On rare occasions, clients come to us with a mixture of pain points that results in both merging of websites and creating a secondary website. Radish Lab works with them to come up with the best solution that solves their internal pain points while ensuring it’s following digital best practices.

Lucile Packard + CSHCN merge, Summer Scamper Microsite  

Web Design and Development | Philanthropy & Health

Lucile Packard Foundation for Children’s Health (LPFCH) is a major fundraising organization in the children’s health space. In addition to funding work and research done at the Lucile Packard Children’s Hospital and the Stanford School of Medicine, they also have an exceptional grant making program: the Program for Children and Youth with Special Health Care Needs (PCYSHCN). When LPFCH approached Radish to build a new website, the funding portion of LPFCH and the grantmaking PCYSHCN each had their own standalone experiences.
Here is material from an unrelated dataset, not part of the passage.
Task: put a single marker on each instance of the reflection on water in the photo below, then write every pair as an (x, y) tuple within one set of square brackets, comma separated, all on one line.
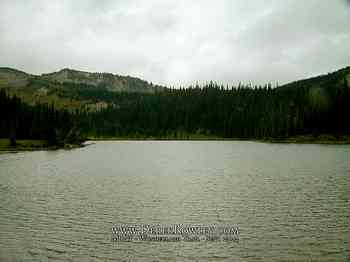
[(290, 202)]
A primary goal for the new website was merging the two branches of LPFCH’s work into one experience that allows both of their distinctly separate key audiences to find what they need quickly while ensuring all users can see offerings of both.

However, during the discovery process with the LPFCH team Radish learned of microsites that existed within their wider ecosystem for small specialty programs as well as their biggest funding event of the year: Summer Scamper, an annual 5k race that directly funds the work that LPFCH does. While the majority of the microsites discovered were flagged as perfect content to consolidate into one larger experience, the Summer Scamper site needed to maintain a different brand and to stand alone so that participants and sponsors could quickly find relevant event information without having to navigate through the primary LPFCH site to do so.